Luego, si es cierto que prácticamente todas las personas —independiente de su origen socioeconómico, nivel educacional de los padres, sexo, edad, etnia, religión y domicilio— pueden encontrar un lugar en la ES, universitaria o técnico-profesional, no siempre corresponderá a su primera preferencia ni necesariamente a sus expectativas.
En efecto, hay múltiples retos envueltos en la experiencia que los estudiantes comenzarán a vivir desde marzo próximo, los que deben ser adecuadamente enfrentados, administrados y resueltos si se desea coronar una carrera con éxito. Se requiere, ante todo, esfuerzo, dedicación, disciplina y autogestión de los propios recursos de aprendizaje por parte de los alumnos. Y, del lado de las instituciones de ES, docentes efectivos, servicios de apoyo, un clima institucional positivo, oportunidades de integración e inclusión de todas las y los estudiantes, de modo que cada uno pueda concluir sus estudios.
Sabemos que una proporción significativa de ellos cambia su decisión inicial y busca nuevas posibilidades. Las instituciones de ES deben facilitar y asistir a sus estudiantes en esos procesos de ajuste. Otros abandonan tempranamente y no vuelven a intentarlo, con importantes costos personales y para la sociedad. Son talentos y capacidades que no llegan a desarrollarse en plenitud.
Pues, a la hora de los balances, lo que la sociedad necesita es que la ES ofrezca a las personas unas experiencias transformativas que les permitan expandir sus propias capacidades. Debe proporcionar oportunidades de autoaprendizaje y de crecimiento individual dentro de unas comunidades donde se cultivan libremente unos saberes prácticos, se transmite entre generaciones la cultura científico-técnica y se convive con pares que se hallan en una misma etapa de su proyecto vital y cultivo de una vocación.

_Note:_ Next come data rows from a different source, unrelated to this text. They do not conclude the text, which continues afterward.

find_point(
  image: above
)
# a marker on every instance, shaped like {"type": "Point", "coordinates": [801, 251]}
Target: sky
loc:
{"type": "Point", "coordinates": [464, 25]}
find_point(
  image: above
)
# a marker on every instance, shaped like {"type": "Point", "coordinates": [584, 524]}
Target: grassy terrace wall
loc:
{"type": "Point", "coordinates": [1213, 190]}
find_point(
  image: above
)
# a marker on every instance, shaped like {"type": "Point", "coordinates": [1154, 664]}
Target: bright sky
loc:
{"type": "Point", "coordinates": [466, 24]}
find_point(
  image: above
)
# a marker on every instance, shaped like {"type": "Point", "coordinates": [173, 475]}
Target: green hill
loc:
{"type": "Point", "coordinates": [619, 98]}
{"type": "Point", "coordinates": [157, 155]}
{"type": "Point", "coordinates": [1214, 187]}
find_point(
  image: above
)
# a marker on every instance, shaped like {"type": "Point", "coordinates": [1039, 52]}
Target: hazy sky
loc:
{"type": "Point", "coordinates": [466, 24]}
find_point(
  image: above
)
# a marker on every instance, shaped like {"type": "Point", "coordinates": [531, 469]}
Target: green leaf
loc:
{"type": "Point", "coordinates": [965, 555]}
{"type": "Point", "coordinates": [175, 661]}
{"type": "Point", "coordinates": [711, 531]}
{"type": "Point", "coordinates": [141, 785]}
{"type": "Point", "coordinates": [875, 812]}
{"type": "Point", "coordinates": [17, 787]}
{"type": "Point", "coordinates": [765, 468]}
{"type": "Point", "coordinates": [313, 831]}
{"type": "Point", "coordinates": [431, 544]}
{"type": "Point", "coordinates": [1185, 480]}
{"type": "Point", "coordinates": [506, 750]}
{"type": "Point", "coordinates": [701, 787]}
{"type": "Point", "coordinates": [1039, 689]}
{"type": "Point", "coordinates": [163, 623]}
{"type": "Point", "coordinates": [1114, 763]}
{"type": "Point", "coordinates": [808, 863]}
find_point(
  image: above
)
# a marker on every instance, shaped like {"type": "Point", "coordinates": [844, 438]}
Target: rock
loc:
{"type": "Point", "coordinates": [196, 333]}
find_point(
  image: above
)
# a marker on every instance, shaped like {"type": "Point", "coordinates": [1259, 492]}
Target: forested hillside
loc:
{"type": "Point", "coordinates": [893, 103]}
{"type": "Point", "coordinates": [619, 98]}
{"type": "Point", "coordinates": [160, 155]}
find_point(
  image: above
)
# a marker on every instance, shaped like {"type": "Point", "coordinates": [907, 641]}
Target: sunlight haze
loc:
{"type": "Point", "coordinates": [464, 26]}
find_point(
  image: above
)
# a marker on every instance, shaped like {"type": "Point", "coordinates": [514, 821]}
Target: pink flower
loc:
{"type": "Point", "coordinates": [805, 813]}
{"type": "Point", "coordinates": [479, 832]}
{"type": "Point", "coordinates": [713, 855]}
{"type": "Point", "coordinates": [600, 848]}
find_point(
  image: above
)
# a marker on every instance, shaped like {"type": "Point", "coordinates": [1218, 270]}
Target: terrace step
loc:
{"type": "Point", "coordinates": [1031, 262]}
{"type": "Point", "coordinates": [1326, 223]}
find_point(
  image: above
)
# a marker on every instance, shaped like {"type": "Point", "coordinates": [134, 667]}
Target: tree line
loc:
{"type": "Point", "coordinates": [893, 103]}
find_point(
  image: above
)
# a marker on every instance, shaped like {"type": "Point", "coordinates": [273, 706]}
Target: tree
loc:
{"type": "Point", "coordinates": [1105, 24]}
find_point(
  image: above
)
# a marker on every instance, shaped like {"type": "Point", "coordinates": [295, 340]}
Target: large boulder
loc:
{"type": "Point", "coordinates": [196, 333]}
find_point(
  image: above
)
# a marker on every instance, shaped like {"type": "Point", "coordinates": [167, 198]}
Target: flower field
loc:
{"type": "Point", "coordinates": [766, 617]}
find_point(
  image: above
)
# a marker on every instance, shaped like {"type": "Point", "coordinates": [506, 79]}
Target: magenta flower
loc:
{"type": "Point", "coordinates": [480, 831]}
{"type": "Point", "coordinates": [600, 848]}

La sociedad, por su parte, necesita responder al enorme esfuerzo colectivo representado por esas trayectorias formativas y por el desempeño de las instituciones de ES, generando oportunidades de trabajo, retribución económica, reconocimiento social y de participación en la cultura para las personas que dedican años de su vida a ese esfuerzo formativo.

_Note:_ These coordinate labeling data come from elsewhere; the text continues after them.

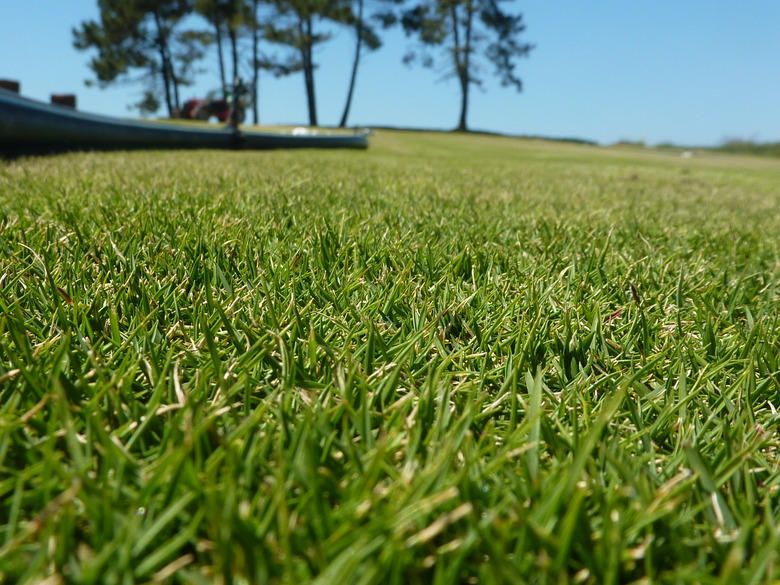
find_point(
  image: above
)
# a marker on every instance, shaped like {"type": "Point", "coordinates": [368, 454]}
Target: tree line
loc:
{"type": "Point", "coordinates": [162, 43]}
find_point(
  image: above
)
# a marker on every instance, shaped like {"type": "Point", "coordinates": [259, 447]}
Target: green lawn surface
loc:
{"type": "Point", "coordinates": [449, 359]}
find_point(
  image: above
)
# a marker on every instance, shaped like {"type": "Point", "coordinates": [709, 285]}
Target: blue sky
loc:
{"type": "Point", "coordinates": [694, 72]}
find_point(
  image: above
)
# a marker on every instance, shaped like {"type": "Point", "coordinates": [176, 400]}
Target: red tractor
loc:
{"type": "Point", "coordinates": [217, 104]}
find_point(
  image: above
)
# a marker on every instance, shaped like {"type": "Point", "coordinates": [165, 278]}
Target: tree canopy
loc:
{"type": "Point", "coordinates": [153, 42]}
{"type": "Point", "coordinates": [470, 33]}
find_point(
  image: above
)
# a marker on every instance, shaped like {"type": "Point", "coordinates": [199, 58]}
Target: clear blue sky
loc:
{"type": "Point", "coordinates": [693, 72]}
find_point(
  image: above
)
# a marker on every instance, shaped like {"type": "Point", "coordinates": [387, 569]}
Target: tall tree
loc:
{"type": "Point", "coordinates": [137, 35]}
{"type": "Point", "coordinates": [365, 35]}
{"type": "Point", "coordinates": [297, 28]}
{"type": "Point", "coordinates": [471, 31]}
{"type": "Point", "coordinates": [212, 12]}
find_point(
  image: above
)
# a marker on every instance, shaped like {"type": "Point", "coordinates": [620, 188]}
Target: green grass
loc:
{"type": "Point", "coordinates": [448, 359]}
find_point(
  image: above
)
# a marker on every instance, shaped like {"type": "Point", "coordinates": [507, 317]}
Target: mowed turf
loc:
{"type": "Point", "coordinates": [446, 360]}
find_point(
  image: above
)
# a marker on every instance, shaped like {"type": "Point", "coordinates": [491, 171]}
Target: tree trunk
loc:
{"type": "Point", "coordinates": [220, 53]}
{"type": "Point", "coordinates": [463, 61]}
{"type": "Point", "coordinates": [355, 64]}
{"type": "Point", "coordinates": [234, 52]}
{"type": "Point", "coordinates": [162, 46]}
{"type": "Point", "coordinates": [308, 67]}
{"type": "Point", "coordinates": [255, 64]}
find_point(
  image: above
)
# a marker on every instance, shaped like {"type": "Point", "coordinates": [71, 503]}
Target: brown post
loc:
{"type": "Point", "coordinates": [10, 85]}
{"type": "Point", "coordinates": [64, 99]}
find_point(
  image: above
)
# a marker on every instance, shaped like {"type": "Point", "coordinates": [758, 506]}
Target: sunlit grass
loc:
{"type": "Point", "coordinates": [448, 359]}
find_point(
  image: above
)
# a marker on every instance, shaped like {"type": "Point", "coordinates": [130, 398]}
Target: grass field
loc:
{"type": "Point", "coordinates": [447, 360]}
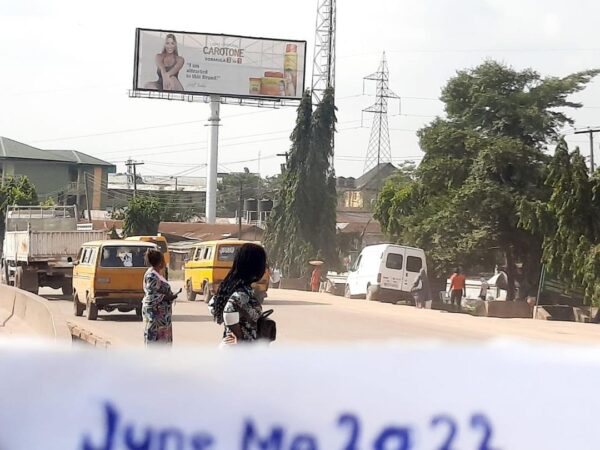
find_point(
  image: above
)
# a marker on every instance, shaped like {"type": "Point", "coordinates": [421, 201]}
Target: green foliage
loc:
{"type": "Point", "coordinates": [113, 233]}
{"type": "Point", "coordinates": [142, 216]}
{"type": "Point", "coordinates": [48, 202]}
{"type": "Point", "coordinates": [302, 225]}
{"type": "Point", "coordinates": [569, 222]}
{"type": "Point", "coordinates": [483, 171]}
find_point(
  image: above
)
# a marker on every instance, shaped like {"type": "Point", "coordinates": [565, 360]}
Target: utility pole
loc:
{"type": "Point", "coordinates": [240, 208]}
{"type": "Point", "coordinates": [87, 197]}
{"type": "Point", "coordinates": [379, 150]}
{"type": "Point", "coordinates": [133, 164]}
{"type": "Point", "coordinates": [286, 155]}
{"type": "Point", "coordinates": [591, 132]}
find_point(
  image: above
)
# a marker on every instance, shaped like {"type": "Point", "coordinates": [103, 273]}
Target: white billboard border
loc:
{"type": "Point", "coordinates": [205, 96]}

Hay momentos en que esa respuesta se vuelve temporalmente insuficiente por razones de una pandemia, como ocurre ahora, o del ciclo económico, o de un desarreglo de la política o de otras catástrofes naturales o humanas. Se supone que las sociedades encuentran maneras de superar esas crisis temporales y restituyen así el balance entre formación de capacidades y su aprovechamiento y valorización.
El riesgo mayor reside en aquellas otras situaciones donde la respuesta de la sociedad resulta crónicamente insuficiente, frustrando así las expectativas de esa masa en aumento de personas educadas, al no encontrar ellas oportunidades suficientes (o de suficiente calidad) de vida, empleo, ingreso, reconocimiento y participación en los beneficios de su época y cultura. Algo así mostraron las protestas del último trimestre de 2019.
Es de esperar que hayamos tomado conciencia del enorme riesgo que entrañan esas situaciones.